A little different than her previous novels, “The Art of Arranging Flowers” is set in the Pacific Northwest fictional town of Creekside -- a place where there’s routine even in the abrupt life events. A florist knows there will be weddings, funerals, births and celebrations all year, and Ruby is at the center of it all.
Ruby leaves a law career to become a florist, because it’s the flowers that saved her after her sister died. Ruby uses flowers to help save others – their friendships, their relationships and their special occasions. Her florist shop is more than just a business. She hasn’t raised the rates in years, and gets return business because they all know and love her. However, she artfully arranges bouquets for their love lives while her own goes untended. What’s interesting about “The Art of Arranging Flowers” is that the love that blossoms in Ruby’s life as the story unfolds isn’t necessarily romantic love, but love in other kinds of relationships. She begins a friendship with an older, retired astronaut, Dan, who gently urges her to look beyond herself. Not just to the skies, but to what she could have if she opened up a bit like the blooming flora that surrounds her.

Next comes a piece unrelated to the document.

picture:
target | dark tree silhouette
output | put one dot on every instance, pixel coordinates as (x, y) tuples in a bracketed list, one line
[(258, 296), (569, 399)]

There seems to be a bit more to “The Art of Arranging Flowers” compared to Branard’s recent novels also set in a small town, “Pie Town” and “Welcome Back to Pie Town.” The conversations are a bit deeper, the characters more intriguing, the effects on the reader are more lasting.
While the story is about life events, death is a significant portion, too, particularly how people exit the earth. It’s interesting to read characters’ explorations of their feelings about their own mortality as well as the impact of others’ deaths on them.
Branard was born in Durham and worked in ministry in North Carolina and the Southwest. She was ordained by the United Church of Christ and is trained as a hospice chaplain. Her Hope Springs series, as Hinton, includes books with “cake” in the title. She has also written mysteries as Jackie Lynn.
“The Art of Arranging Flowers,” though it includes a years-later epilogue, could still be the beginning of a series about Creekside and the characters there. The novel also includes a reading guide, and the issues it brings up – family, death, letting down walls – would make for a good book club discussion.